Tears rolled quietly down Sujia’s cheeks as she lifted the precious teapot, and bowed to the older woman, and then to her friends, especially Khatia. The teapot had once meant something very special to her, and she had thought she could never look at it again; now it meant something different, but equally special, to her heart. She could look at it again without shame or guilt… or at least not with those feelings alone.

She bowed again, very low, to Madame Wei. “I accept this gift, and with it I accept the cycle of endings, change, and transiency that is our lives.
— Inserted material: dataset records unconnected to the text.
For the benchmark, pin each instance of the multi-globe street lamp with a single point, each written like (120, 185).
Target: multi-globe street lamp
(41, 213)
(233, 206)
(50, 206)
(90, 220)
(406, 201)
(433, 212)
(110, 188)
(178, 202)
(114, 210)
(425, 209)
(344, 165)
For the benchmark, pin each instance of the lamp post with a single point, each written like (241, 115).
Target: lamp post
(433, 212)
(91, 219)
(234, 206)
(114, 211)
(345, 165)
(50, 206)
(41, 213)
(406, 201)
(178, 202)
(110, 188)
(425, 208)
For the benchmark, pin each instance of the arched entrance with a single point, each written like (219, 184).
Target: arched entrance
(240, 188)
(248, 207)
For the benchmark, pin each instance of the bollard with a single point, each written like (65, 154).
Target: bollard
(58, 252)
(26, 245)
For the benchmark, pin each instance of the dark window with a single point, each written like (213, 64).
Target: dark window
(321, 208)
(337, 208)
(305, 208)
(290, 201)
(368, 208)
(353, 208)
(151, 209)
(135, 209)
Thank you.”

• • • • •

The departure from the Cherry Blossom Kusiri was a sad one for the Wanderers, for they had all come to appreciate its comforts, and to respect its amazing proprietress, during their long stay. Promises were made to visit again, as life and circumstances allowed, and their future welcome was affirmed. But the day was fair and bright, the signs of spring everywhere, and they were all energized after their sojourn with Madame Wei. Even Snow Crow felt well enough to stride along at the easy pace the heavily laden carts set. Shingli in particular was exultant in his health and youth, to be out and moving again, the pain in his hip entirely gone.
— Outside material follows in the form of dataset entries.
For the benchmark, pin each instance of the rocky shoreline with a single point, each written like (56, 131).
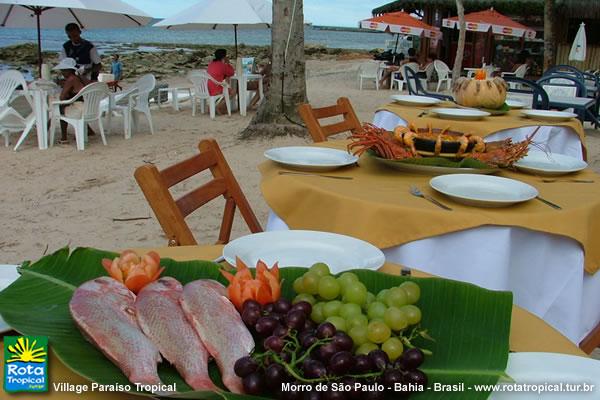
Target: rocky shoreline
(164, 60)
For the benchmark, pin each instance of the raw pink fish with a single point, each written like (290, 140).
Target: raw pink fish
(220, 327)
(160, 316)
(103, 309)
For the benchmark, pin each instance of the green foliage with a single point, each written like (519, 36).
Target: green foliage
(470, 324)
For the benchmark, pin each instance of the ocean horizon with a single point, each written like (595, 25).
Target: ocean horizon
(107, 40)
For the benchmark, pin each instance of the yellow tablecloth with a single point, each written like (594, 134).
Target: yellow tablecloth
(376, 206)
(487, 126)
(528, 333)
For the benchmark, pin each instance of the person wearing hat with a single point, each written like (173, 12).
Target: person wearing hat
(72, 84)
(82, 51)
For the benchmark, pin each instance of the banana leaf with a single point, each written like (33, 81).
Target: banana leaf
(470, 325)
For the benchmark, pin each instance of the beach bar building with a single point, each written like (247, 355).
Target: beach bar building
(502, 50)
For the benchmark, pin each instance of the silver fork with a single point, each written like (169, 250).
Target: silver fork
(568, 180)
(415, 191)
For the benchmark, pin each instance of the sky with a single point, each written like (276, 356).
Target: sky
(319, 12)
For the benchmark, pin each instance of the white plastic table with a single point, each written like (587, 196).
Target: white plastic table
(242, 89)
(173, 94)
(471, 71)
(39, 98)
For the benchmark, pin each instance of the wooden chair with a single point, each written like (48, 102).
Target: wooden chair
(171, 213)
(319, 133)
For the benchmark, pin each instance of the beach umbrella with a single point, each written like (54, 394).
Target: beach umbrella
(57, 13)
(483, 21)
(222, 14)
(401, 23)
(579, 47)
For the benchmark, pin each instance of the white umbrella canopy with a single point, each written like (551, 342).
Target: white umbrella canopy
(222, 14)
(57, 13)
(579, 48)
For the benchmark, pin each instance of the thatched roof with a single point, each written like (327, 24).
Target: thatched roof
(571, 8)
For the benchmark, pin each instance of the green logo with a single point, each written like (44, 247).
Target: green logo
(25, 363)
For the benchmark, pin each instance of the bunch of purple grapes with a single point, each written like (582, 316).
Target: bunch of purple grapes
(297, 350)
Edain and Viroj took turns riding in the main wagon with Ming-Hao and discussing whatever philosophical, spiritual, or scholarly topic their host offered. Ming-Li mostly rode in that wagon as well, but her brother moved along the string of wagons and carts often, as did the mercenary guard captain, checking that all remained in order. Sujia somehow managed to spend an amazing amount of time wherever Ming-Jin happened to be, assiduously practicing the “wiles” Khatia had suggested to her the night before.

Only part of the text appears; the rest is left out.